12時を少し過ぎた頃に恵衣くんからグループトークに「一旦集合」というメッセージが入り社務所に戻ってきた。

先に戻って来ていた皆は、来る途中で買ったおにぎりを食べてお昼休憩を取っていた。


「おかえり巫寿ちゃん。そっちどうだった?」


私が選んだおかかおにぎりを袋から投げてよこした来光くん。お礼を言いながらキャッチして首を振る。


「まあそう都合よく現れるワケないよね。こっちも全然手がかりなしだよ」


どこかから持ち出したのであろう巻物を読みながら梅干しおにぎりを齧る嘉正くんが溜息を吐く。
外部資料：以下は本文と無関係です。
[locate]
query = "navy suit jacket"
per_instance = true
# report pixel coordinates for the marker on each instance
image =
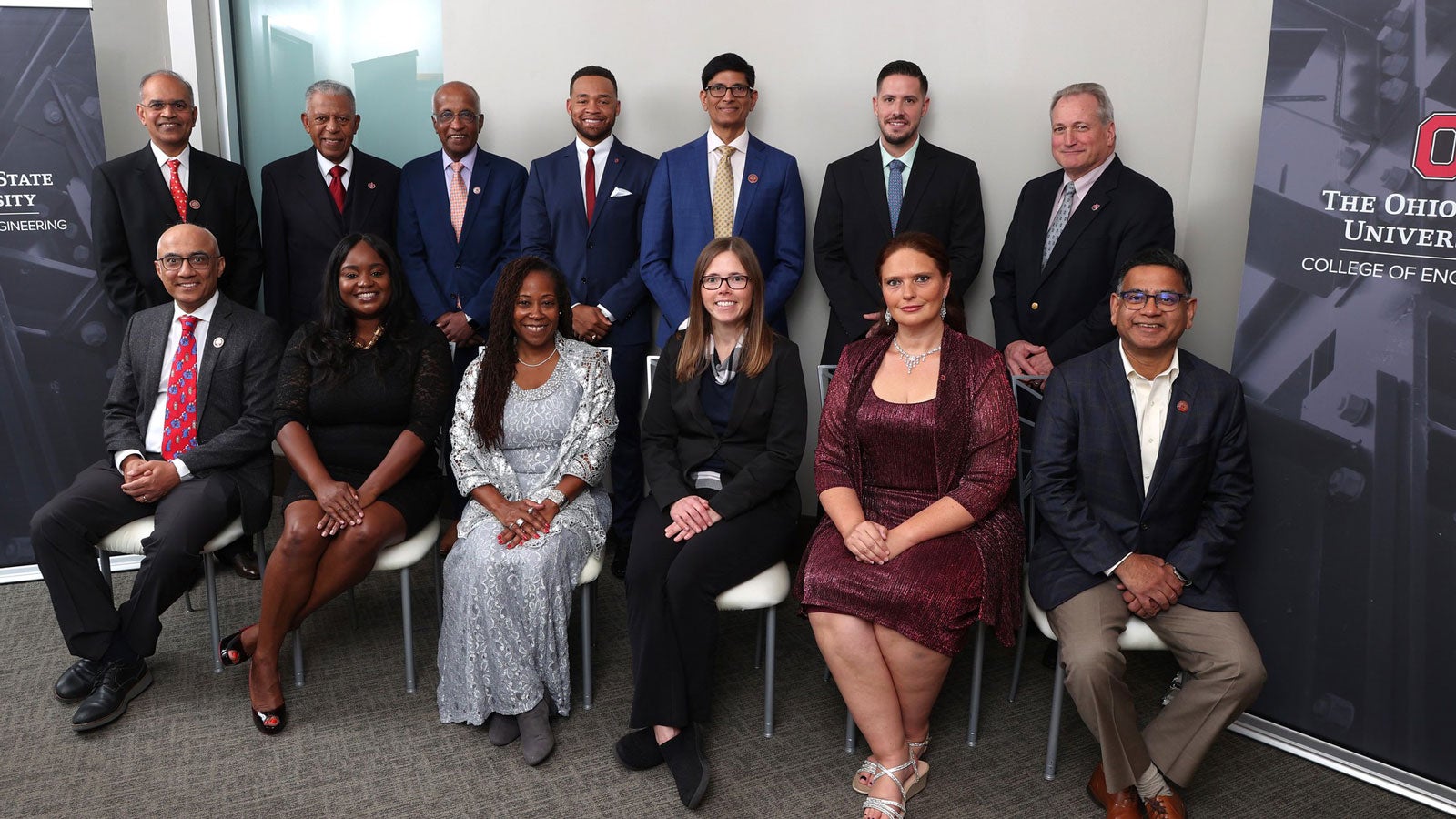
(1088, 480)
(601, 259)
(131, 207)
(679, 223)
(1063, 305)
(448, 274)
(302, 227)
その時、席を外していた恵衣くんがお盆に急須と湯のみをのせて現れた。


「おい、机拭いたのか。よくそんな汚い机で飯が食えるな」

「神聖な場所だから汚くないでーす」


来光くんの軽口に頬をひきつらせる。黙々と机の荷物をどかしてテーブルを拭く。手伝うよ、とお盆を代わりに持った。


「茶葉は使えるやつなんだよな」

「あ、うん。前に来た時に、禄輪さんが持ってきたやつだから」

「ならいい」


湯呑みを並べて手際よくお茶を注ぐ恵衣くん。空いてるスペースにお皿を並べて、みんなが直置きしているおにぎりを皿の上に載せ直した。

寮生活の時から薄々気付いてはいたけれど、恵衣くんって本当に綺麗好きだよね。

巻物から顔を上げた嘉正くんがくすりと小さく笑う。


「ありがとう恵衣母さん」

「こんな衛生観念のない息子を産んだ覚えはない」

「母さんは否定しないんだ」

「バカなのかお前」


恵衣くんの「バカなのかお前」を久しぶりに聞いた気がしてなんだかおかしい。それにしても、随分気軽に軽口を叩くようになったものだ。